Some Girls Are by Courtney Summers

Some Girls Are by Courtney Summers opens with a heart-pounding, thoughts-racing incident, and Summers lets up only for a second to give the reader a chance to breathe before she puts the hold on again. Her second novel for young adults is intense and real.

The premise for SGA is simple: Spurned by the popular crowd of which she was once a part, Regina Afton retaliates. But, oh, the complexities that Summers weaves into this design.

SGA is so tight, so fast, so intense--just overall excellent. The feelings in it are true, and even for those of us who weren't in the popular circle, we know the machinations, so the downfalls and the vengeance are excellent. Regina suffers through a good part of the story like a boxer who refuses to fall, then she comes out swinging.

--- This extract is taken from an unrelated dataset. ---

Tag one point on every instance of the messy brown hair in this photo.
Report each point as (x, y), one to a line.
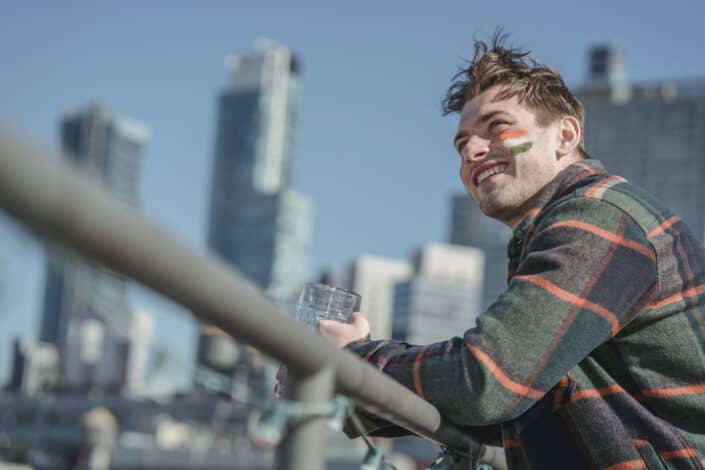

One can't help but revel as Regina exacts her revenge. (I read with blood dripping off my teeth, a wild look in my eyes.)

Summers draws the high school experience with a fine hand: loving but oblivious parents, parents who are largely absent, secret hiding places of the school building in which to hide out for a while, and of course all the drinking, drugs, swearing—none of it gratuitous, all of it real.

In both Some Girls Are and Cracked Up To Be (Summers’ first novel), Summers ends without putting the characters in a circle holding hands in field of daisies (where of course they'd be singing, "I'd Like to Teach the World to Sing.") I think these are realistic endings, the only kind of endings for YA readers who know that life doesn't dot all the i's or cross all the t's.

Books like this become a friend to the reader because the secret feelings of being in high school--the insecurities, the ambitions, the alienation--are laid bare for all to see. You know that old writerly saying--"Open a vein"? Courtney Summers has done it with this book.

I recommend this novel for mature YA readers. I also recommend it for writers—Some Girls Are is the epitome of tight writing and excellent pacing. I guarantee you’ll turn every page in one sitting.

3 comments:

lkmadigan said...

Great review, Danette! I already want to read this, but now even more!

Lisa

Kimbra Kasch said...

Love the book review - thanks for sharing.

Angela said...

it is already on my tbr list...great review!